Approximate Message Passing with Rigorous Guarantees for Pooled Data and Quantitative Group Testing

In the pooled data problem, the goal is to identify the categories associated with a large collection of items via a sequence of pooled tests. Each pooled test reveals the number of items of each category within the pool. We study an approximate message passing (AMP) algorithm for estimating the categories and rigorously characterize its performance, in both the noiseless and noisy settings. For the noiseless setting, we show that the AMP algorithm is equivalent to one recently proposed by El Alaoui et al. Our results provide a rigorous version of their performance guarantees, previously obtained via non-rigorous techniques.
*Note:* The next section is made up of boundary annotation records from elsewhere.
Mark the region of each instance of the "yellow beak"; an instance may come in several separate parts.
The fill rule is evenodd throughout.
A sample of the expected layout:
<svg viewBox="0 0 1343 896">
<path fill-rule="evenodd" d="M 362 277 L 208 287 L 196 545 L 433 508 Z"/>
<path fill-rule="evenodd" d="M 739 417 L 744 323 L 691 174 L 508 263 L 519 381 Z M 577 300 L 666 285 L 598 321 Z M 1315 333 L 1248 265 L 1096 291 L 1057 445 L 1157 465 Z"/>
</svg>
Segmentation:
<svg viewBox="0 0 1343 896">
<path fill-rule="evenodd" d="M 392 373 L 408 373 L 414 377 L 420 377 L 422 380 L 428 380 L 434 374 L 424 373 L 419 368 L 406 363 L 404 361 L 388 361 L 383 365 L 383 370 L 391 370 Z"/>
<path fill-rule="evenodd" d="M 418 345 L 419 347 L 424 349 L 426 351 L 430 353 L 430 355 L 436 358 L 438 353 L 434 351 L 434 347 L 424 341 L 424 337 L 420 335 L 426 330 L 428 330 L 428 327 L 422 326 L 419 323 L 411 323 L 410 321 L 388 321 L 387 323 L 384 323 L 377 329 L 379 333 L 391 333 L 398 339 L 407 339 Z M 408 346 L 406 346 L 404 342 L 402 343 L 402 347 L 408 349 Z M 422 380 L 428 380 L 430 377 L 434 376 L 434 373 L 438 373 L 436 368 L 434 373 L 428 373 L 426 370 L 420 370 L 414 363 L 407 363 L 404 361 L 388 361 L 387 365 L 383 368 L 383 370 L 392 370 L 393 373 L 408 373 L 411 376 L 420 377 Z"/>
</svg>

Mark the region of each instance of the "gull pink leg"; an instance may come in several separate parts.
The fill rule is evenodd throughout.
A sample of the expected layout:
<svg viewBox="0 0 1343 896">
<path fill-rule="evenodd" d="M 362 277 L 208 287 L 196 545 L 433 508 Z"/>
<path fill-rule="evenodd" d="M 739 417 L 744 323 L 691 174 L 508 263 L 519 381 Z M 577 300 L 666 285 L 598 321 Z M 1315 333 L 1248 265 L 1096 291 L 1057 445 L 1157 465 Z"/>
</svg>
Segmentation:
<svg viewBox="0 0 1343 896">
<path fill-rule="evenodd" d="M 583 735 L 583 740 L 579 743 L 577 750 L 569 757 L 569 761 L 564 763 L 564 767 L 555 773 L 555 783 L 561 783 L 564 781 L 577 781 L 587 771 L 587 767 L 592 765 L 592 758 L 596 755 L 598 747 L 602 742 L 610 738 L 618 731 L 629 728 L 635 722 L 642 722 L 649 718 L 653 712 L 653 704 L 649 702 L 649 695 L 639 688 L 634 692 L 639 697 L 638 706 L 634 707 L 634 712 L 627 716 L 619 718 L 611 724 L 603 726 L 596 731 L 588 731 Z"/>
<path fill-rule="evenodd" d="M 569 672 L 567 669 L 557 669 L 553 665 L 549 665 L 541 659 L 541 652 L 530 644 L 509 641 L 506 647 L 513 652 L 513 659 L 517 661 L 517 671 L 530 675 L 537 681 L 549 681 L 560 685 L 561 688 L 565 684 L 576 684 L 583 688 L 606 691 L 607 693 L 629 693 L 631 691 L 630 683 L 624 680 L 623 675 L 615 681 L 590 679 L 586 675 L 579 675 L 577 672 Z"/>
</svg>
For the case of pooled data with two categories, known as quantitative group testing (QGT), we use the AMP guarantees to compute precise limiting values of the false positive rate and the false negative rate. Though the pooled data problem and QGT are both instances of estimation in a linear model, existing AMP theory cannot be directly applied since the design matrices are binary valued. The key technical ingredient in our analysis is a rigorous asymptotic characterization of AMP for generalized linear models defined via generalized white noise design matrices. This result, established using a recent universality result of Wang et al., is of independent interest. Our theoretical results are validated by numerical simulations. For comparison, we propose estimators based on convex relaxation and iterative thresholding, without providing theoretical guarantees. The simulations indicate that AMP outperforms the convex estimator for noiseless pooled data and QGT, but the convex estimator performs slightly better for noisy pooled data with three categories when the number of observations is small.

翻译：在汇集数据问题中，目标是通过一系列汇集测试来识别大量物品的类别。每次汇集测试揭示池中每个类别的物品数量。我们研究了一种用于估计类别的近似消息传递（AMP）算法，并在无噪声和有噪声设置下严格刻画其性能。对于无噪声情况，我们证明该AMP算法等价于El Alaoui等人最近提出的方法。我们的结果为其性能保证提供了严格版本，这些保证此前是通过非严格技术获得的。对于两类别的汇集数据情况（称为定量群检测，QGT），我们利用AMP保证计算出假阳性率和假阴性率的精确极限值。尽管汇集数据问题和QGT都是线性模型中的估计实例，但现有AMP理论无法直接应用，因为设计矩阵是二值的。我们分析中的关键技术要素是对通过广义白噪声设计矩阵定义的广义线性模型的AMP的严格渐近刻画。这一结果利用Wang等人最近的普适性结果建立，具有独立的研究价值。我们的理论结果通过数值仿真得到验证。作为比较，我们提出了基于凸松弛和迭代阈值的估计器，但未提供理论保证。仿真表明，对于无噪声汇集数据和QGT，AMP优于凸估计器；但对于三类别噪声汇集数据且观测数量较少时，凸估计器表现略优。